Era novembro de 2014. Primeiro fim de semana. Plena campanha da Dilma. Fim de tarde na RPPN dele, a Linda Serra dos Topázios. Jaime e eu começamos a conversar sobre a falta que fazia termos acesso a um veículo independente e democrático de informação.

Resolvemos fundar o nosso. Um espaço não comercial, de resistência. Mais um trabalho de militância, voluntário, por suposto. Jaime propôs um jornal; eu, uma revista. O nome eu escolhi (ele queria Bacurau). Dividimos as tarefas. A capa ficou com ele, a linha editorial também.

Correr atrás da grana ficou por minha conta. A paleta de cores, depois de larga prosa, Jaime fechou questão – “nossas cores vão ser o vermelho e o amarelo, porque revista tem que ter cor de luta, cor vibrante” (eu queria verde-floresta). Na paz, acabei enfiando um branco.

Fizemos a primeira edição da Xapuri lá mesmo, na Reserva, em uma noite. Optamos por centrar na pauta socioambiental. Nossa primeira capa foi sobre os povos indígenas isolados do Acre: ‘Isolados, Bravos, Livres: Um Brasil Indígena por Conhecer”. Depois de tudo pronto, Jaime inventou de fazer uma outra boneca, “porque toda revista tem que ter número zero”.

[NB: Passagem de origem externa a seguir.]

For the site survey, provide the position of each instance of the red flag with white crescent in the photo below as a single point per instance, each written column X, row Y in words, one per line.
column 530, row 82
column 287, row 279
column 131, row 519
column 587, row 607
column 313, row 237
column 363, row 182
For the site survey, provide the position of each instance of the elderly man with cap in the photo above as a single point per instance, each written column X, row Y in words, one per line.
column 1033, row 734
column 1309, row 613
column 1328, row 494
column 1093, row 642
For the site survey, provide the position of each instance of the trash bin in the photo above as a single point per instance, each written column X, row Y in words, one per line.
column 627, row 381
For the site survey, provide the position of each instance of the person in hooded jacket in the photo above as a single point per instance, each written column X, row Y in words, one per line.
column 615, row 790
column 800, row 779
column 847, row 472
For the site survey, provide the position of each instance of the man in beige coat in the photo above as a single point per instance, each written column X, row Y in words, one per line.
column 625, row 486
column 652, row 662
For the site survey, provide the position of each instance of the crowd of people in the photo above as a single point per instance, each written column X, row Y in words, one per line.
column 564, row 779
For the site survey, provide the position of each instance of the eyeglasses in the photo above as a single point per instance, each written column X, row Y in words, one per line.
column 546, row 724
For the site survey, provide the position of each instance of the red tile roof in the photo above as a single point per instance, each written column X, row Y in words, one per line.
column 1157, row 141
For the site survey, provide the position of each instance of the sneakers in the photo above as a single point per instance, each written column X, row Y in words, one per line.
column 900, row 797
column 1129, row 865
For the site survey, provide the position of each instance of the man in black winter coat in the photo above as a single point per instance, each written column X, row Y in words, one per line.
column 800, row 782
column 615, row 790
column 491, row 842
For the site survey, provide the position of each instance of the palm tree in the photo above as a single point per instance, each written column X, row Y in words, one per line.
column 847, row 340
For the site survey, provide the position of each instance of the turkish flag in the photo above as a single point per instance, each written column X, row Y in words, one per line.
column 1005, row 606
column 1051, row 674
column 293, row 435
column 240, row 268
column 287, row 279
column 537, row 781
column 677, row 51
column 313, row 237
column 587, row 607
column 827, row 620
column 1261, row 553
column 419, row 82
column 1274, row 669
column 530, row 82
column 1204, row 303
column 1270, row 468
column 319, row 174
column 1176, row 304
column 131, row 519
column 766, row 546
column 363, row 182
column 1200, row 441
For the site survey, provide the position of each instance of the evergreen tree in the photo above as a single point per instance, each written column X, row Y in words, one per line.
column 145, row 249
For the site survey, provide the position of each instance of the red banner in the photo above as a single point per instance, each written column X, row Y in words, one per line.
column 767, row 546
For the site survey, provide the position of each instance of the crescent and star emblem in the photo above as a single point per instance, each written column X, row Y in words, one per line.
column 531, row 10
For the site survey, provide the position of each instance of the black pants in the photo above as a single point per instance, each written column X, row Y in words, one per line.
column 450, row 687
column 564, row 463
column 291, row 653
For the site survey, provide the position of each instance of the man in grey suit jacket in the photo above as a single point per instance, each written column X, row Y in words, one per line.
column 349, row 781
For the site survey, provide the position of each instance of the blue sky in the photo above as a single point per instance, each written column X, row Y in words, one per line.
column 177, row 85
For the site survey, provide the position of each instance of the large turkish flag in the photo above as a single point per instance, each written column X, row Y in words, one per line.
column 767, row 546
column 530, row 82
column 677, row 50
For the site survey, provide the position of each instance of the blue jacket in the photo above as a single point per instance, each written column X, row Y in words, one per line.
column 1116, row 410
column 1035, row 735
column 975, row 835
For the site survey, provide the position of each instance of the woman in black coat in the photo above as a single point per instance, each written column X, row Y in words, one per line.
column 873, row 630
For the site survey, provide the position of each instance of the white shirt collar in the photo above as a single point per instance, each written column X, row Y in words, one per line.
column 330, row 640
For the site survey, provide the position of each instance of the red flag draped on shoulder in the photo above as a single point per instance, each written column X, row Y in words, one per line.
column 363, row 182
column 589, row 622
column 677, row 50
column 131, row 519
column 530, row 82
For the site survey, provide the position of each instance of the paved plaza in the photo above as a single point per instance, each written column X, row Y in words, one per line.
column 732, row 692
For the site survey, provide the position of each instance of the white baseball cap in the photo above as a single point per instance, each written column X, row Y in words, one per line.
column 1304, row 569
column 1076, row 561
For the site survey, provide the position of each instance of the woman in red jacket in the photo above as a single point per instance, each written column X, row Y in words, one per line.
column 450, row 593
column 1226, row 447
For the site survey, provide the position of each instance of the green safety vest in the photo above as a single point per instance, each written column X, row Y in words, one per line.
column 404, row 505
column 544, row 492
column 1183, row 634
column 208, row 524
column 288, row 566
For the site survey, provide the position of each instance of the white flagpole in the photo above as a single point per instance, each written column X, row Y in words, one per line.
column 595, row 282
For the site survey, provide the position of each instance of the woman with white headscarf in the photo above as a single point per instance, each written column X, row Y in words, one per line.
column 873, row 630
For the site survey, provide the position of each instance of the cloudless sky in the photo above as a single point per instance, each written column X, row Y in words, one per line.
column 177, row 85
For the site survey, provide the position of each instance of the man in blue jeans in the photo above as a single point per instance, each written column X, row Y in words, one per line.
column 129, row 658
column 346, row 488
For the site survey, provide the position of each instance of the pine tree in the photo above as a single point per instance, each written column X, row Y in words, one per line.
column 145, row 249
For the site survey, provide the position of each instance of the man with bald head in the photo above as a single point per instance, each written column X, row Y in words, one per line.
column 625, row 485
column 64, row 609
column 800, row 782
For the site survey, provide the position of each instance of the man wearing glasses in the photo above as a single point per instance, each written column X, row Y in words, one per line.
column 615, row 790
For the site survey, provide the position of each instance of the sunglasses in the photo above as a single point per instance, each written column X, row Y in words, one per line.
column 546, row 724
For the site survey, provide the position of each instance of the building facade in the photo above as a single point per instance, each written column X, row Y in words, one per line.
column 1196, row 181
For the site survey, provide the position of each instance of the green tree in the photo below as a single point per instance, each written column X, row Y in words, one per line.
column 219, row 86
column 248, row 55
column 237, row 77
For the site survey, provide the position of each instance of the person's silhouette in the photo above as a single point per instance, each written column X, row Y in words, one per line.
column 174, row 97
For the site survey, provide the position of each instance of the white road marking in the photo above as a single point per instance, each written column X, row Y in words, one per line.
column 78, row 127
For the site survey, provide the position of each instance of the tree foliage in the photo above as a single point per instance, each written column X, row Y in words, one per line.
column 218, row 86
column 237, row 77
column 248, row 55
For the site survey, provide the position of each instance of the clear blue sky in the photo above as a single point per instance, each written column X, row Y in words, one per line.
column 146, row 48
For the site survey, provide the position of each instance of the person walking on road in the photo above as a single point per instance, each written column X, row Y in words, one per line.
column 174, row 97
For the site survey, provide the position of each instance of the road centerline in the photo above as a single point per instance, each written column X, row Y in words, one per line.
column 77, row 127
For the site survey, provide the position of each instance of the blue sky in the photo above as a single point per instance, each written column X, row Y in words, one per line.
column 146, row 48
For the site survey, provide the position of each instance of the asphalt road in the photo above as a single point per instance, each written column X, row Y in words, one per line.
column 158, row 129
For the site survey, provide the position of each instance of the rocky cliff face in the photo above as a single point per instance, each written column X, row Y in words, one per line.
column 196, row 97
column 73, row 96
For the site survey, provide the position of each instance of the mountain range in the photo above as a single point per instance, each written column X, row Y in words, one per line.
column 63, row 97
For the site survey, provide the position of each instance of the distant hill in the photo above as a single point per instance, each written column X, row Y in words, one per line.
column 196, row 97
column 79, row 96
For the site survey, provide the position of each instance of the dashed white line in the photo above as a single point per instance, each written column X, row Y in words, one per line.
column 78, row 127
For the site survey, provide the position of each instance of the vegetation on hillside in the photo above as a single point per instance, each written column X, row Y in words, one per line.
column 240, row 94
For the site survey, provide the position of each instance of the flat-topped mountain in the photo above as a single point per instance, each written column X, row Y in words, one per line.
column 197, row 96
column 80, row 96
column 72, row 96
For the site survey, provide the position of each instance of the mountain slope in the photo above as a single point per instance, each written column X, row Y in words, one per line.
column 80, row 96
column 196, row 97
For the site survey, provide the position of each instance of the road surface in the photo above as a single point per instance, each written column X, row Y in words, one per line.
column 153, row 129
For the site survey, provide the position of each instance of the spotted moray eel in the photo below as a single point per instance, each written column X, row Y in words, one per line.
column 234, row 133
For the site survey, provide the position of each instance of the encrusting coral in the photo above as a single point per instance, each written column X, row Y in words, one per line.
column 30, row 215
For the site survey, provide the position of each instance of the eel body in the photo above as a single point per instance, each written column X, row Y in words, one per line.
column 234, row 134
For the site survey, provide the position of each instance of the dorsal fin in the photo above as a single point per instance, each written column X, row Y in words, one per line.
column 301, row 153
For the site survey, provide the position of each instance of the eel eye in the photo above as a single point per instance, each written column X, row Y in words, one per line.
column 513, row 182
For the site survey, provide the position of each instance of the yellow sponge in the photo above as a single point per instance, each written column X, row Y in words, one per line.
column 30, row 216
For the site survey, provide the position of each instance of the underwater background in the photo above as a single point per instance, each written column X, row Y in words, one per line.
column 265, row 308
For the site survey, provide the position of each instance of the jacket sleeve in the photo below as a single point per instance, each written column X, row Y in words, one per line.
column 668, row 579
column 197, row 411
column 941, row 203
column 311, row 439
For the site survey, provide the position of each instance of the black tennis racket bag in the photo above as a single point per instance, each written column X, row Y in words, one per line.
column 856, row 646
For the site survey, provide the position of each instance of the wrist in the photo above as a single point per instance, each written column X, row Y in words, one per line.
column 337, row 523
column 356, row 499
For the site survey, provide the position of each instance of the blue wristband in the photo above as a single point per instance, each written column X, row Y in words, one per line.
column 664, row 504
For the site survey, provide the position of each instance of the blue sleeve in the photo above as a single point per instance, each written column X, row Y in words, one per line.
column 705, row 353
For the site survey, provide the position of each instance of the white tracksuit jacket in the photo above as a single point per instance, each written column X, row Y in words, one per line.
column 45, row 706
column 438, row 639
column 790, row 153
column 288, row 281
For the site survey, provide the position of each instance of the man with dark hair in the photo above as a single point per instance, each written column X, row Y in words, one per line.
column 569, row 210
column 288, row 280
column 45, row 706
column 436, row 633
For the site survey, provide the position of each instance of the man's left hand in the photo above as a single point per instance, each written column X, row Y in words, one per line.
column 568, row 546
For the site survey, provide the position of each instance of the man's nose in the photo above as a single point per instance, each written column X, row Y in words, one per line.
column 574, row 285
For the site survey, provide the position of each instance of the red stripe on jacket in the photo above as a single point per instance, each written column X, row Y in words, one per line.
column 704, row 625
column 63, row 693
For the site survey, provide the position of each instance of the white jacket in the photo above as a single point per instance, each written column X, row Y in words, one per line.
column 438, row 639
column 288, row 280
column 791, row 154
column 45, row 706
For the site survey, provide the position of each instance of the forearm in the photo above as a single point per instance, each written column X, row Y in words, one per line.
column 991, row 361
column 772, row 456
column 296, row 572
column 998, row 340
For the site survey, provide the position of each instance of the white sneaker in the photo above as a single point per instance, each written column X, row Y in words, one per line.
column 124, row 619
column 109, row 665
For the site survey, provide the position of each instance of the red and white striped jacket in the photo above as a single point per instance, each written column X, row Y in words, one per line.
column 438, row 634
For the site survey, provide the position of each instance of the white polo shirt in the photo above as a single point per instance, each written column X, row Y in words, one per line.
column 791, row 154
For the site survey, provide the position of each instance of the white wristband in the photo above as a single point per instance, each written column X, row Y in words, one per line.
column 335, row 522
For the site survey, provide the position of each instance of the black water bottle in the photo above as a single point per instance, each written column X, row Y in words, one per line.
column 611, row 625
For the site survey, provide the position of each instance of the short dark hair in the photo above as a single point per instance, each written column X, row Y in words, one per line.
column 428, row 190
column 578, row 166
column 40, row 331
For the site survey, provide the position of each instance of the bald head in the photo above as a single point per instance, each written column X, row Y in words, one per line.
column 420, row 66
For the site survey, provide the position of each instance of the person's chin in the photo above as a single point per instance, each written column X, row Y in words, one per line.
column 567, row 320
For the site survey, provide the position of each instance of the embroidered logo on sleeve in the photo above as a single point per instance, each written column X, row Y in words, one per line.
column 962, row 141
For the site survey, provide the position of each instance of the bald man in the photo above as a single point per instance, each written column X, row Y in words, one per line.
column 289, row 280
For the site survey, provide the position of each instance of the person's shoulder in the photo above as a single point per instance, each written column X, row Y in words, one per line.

Dessa vez finquei pé, ficamos com a capa indígena. Voltei pra Brasília com a boneca praticamente pronta e com a missão de dar um jeito de imprimir. Nos dias seguintes, o Jaime veio pra Formosa, pra convencer minha irmã Lúcia a revisar a revista, “de grátis”. Com a primeira revista impressa, a próxima tarefa foi montar o Conselho Editorial.

Jaime fez questão de visitar, explicar o projeto e convidar pessoalmente cada conselheiro e cada conselheira (até a doença agravar, nos seus últimos meses de vida, nunca abriu mão dessa tarefa). Daqui rumamos pra Goiânia, para convidar o arqueólogo Altair Sales Barbosa, nosso primeiro conselheiro. “O mais sabido de nóis,” segundo o Jaime.

Trilhamos uma linda jornada. Em 80 meses, Jaime fez questão de decidir, mensalmente, o tema da capa e, quase sempre, escrever ele mesmo. Às vezes, ligava pra falar da ótima ideia que teve, às vezes sumia e, no dia certo, lá vinha o texto pronto, impecável.

Na sexta-feira, 9 de julho, quando preparávamos a Xapuri 81, pela primeira vez em sete anos, ele me pediu para cuidar de tudo. Foi uma conversa triste, ele estava agoniado com os rumos da doença e com a tragédia que o Brasil enfrentava. Não falamos em morte, mas eu sabia que era o fim.

Hoje, cá estamos nós, sem as capas do Jaime, sem as pautas do Jaime, sem o linguajar do Jaime, sem o jaimês da Xapuri, mas na labuta, firmes na resistência. Mês sim, mês sim de novo, como você sonhava, Jaiminho, carcamos porva e, enfim, chegamos à nossa edição número 100. E, depois da Xapuri 100, como era desejo seu, a gente segue esperneando.

Fica tranquilo, camarada, que por aqui tá tudo direitim.